OTTAWA (Reuters) - The Bank of Canada should keep interest rates low and Canada’s federal government should be ready with more fiscal stimulus in the event of an economic downturn, the International Monetary Fund said on Wednesday in a report that reiterated warnings about Canada’s hot housing market and high household debt.
In an annual assessment of Canada’s economy, the IMF said while it expects the recovery to gain momentum in the near term, risks to the outlook are significant - including a sharp correction in housing and U.S. protectionism.
The IMF staff said the Bank of Canada’s cautious approach is justifiable given the “considerable uncertainty” around the economic outlook, and said monetary policy should stay accommodative and gradually tighten as signs of durable growth and inflationary pressures emerge.

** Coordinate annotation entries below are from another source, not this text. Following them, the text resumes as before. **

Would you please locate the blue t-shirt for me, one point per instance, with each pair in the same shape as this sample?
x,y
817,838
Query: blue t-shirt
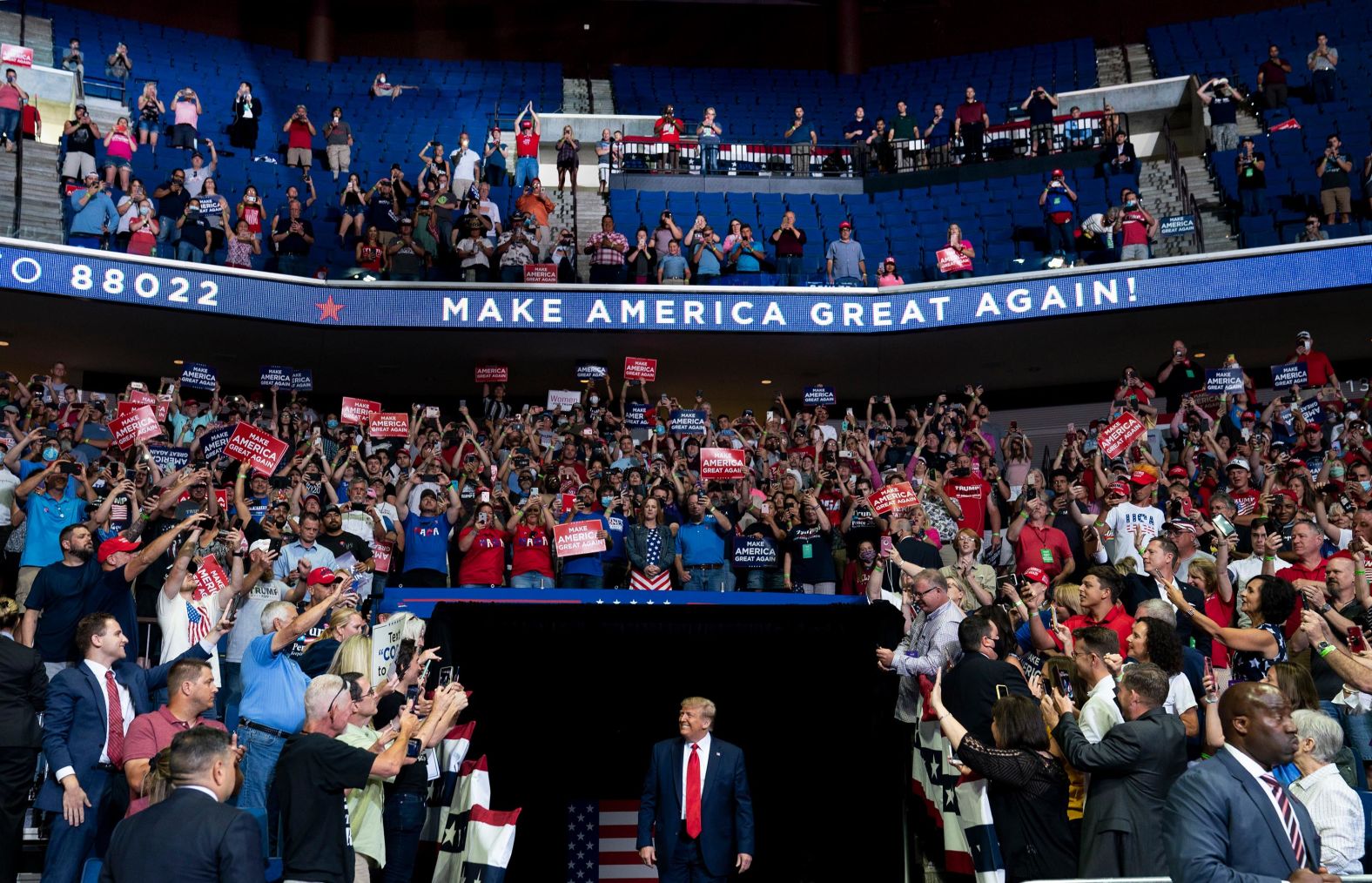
x,y
273,687
700,544
586,564
673,266
426,543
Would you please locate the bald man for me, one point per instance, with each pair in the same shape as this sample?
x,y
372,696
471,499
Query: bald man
x,y
1235,794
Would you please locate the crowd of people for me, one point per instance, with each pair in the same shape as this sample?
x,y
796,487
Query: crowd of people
x,y
1220,558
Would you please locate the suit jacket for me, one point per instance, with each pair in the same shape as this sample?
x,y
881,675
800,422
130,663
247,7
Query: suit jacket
x,y
971,691
1220,827
76,724
1131,771
1140,587
726,805
188,838
24,692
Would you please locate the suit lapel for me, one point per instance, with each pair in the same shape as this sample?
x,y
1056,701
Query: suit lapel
x,y
1264,805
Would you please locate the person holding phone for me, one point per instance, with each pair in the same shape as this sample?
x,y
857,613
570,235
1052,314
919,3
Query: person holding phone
x,y
1029,787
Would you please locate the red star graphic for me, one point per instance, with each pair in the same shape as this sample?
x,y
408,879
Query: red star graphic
x,y
330,309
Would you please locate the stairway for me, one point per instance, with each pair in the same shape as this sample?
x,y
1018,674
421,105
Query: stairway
x,y
42,214
602,98
1216,230
575,97
37,36
1158,188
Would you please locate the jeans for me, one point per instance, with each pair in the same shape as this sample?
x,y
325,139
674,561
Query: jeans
x,y
404,820
790,269
259,768
583,581
705,580
526,169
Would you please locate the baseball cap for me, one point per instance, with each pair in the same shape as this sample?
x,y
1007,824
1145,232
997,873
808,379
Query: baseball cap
x,y
114,545
1142,477
321,576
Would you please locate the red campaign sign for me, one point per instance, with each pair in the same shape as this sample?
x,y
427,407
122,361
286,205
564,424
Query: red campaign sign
x,y
1117,437
638,368
545,273
257,448
381,551
388,426
17,55
133,428
899,496
210,578
722,463
578,537
357,409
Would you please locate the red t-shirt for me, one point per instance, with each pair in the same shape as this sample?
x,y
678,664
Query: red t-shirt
x,y
299,135
526,145
972,495
485,562
533,551
1041,547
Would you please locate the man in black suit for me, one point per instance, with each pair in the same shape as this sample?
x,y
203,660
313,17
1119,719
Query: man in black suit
x,y
980,678
1160,559
24,692
1132,769
191,837
696,809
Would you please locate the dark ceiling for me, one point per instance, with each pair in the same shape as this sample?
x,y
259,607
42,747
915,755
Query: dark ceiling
x,y
1033,361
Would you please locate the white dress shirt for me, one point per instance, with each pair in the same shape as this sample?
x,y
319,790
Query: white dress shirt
x,y
125,704
1338,816
704,763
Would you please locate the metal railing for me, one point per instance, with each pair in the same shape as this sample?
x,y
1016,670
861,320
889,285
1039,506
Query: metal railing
x,y
1002,142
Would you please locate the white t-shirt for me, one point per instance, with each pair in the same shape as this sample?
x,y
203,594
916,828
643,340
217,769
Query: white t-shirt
x,y
174,621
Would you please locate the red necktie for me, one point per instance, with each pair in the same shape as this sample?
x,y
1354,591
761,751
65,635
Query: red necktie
x,y
693,792
116,745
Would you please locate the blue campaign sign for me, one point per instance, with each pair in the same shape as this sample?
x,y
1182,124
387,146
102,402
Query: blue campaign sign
x,y
199,375
1286,376
819,395
28,266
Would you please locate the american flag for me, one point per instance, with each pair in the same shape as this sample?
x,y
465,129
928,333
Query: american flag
x,y
602,842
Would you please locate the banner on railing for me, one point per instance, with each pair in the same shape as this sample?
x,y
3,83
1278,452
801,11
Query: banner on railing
x,y
243,294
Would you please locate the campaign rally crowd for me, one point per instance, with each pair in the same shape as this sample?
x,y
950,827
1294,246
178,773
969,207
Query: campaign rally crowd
x,y
1158,617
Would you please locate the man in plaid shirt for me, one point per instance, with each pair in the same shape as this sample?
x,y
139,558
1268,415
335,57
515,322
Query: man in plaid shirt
x,y
607,250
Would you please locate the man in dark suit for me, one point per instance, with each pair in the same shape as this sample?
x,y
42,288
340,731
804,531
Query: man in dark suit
x,y
1132,769
90,709
1227,818
24,692
191,837
696,804
1160,559
979,680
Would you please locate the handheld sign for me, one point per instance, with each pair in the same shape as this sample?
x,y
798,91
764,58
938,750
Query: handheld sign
x,y
1117,437
638,368
257,448
390,426
578,538
199,375
726,463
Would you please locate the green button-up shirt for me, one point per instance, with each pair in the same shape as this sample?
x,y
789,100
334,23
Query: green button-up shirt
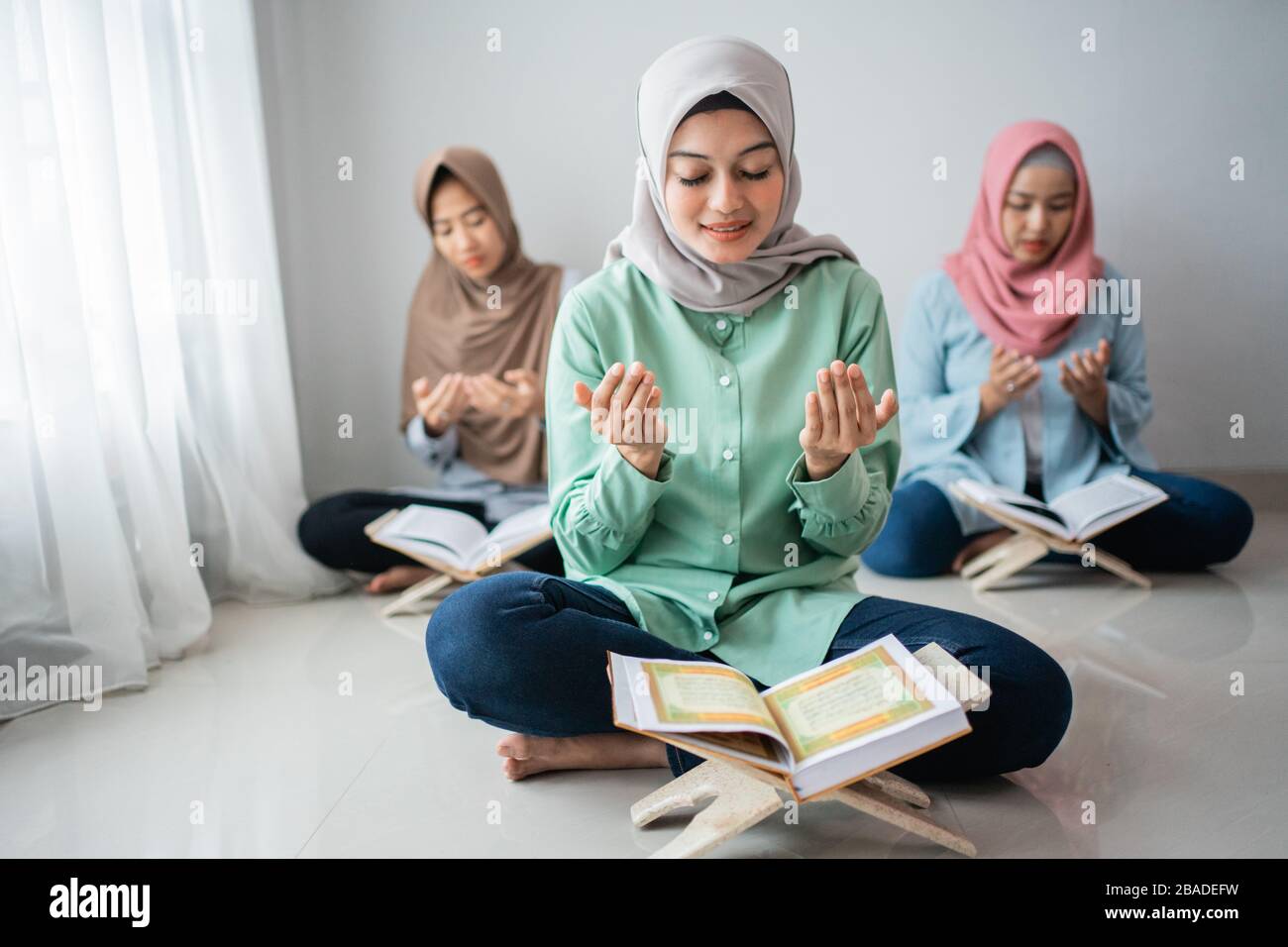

“The Bank could aim to achieve a small and temporary overshoot of the inflation target to better manage the downside risks to the inflation outlook and reinforce the symmetry of the inflation target,” the report said.
The central bank has held rates steady at 0.5 percent since 2015 in a bid to boost growth in the wake of an oil price slump.
The IMF warned a sharp correction in housing could hurt the nation’s banks, which have already been downgraded, trigger negative feedback loops in the economy, and lead to contingent claims on the government.
“Financial stability risks could emerge if the housing market correction is accompanied by a severe recession,” the report warned.
House prices in Toronto and Vancouver, the nation’s largest markets, have more than doubled since 2009 but signs of a slowdown have emerged in the wake of repeated government moves to tighten mortgage lending and the introduction of a foreign buyers tax in those two cities.
Still, the IMF said a further tightening of macroprudential and tax-based measures should be considered to mitigate speculative and investment activity.
It said the foreign buyers tax is discriminatory and urged authorities to replace it with rules or taxes aimed at discouraging speculation without targeting non-residents.
While growth is seen rising to 2.5 percent this year as oil prices stabilize and U.S. growth boosts Canada’s economy, GDP growth is expected to slip to 1.9 percent next year as stimulus fades and U.S. growth moderates.
The IMF said fiscal stimulus should be the first line of defense if downside risks materialize, because there is a risk further easing of monetary policy could worsen household debt and housing imbalances.